MSI can greatly aid in the diagnosis of difficult cases
Melanoma is the leading cause of death from skin disease. It is the fifth most common cancer in men and the sixth most common cancer in women in the United States. Definitive diagnosis of melanoma requires biopsy and experienced pathological review of the specimen. An established diagnosis of malignant melanoma can be made only after histopathological review. There are globally approximately three million skin biopsies annually to rule out the presence of melanoma; of these approximately 25% are “indeterminate” or “unknown”. Complicating the diagnosis of melanoma is the understanding that many of the same histologic features can be seen in benign melanocytic nevi, or common moles. Dr Seeley explained the potential the MSI has in differential diagnosis in malignant melanoma: “While MSI will never completely replace traditional pathology, we believe that it can greatly aid in the diagnosis of difficult cases. We envision it being one more tool in the diagnostic toolkit. We hope to some day see MSI used in the clinic to better guide diagnostic, and subsequent treatment decisions.”

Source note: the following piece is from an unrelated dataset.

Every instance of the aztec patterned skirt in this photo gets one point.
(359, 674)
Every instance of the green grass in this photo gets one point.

Dr Seeley also explained that the applications of MSI beyond melanoma are quite extensive: “This technology could be applied to nearly any difficult pathology problem. This could include improved diagnostics as in this study or in better choosing a course of treatment for a patient. The specific biomolecules expressed within an individual’s tumour could be used to help determine the chemotherapeutic that would best help to treat the tumour. The technology is not only limited to cancer. MSI could be and has been used in learning more about the biology of many other diseases including inflammatory bowel diseases, autoimmune disease of the liver, and pulmonary hypertension among many others.
Steve Turner, Protea’s CEO, said: “We believe our technology will lead to the discovery of other clinically useful protein biomarker panels that can aid in the differential diagnosis of other cancer types.”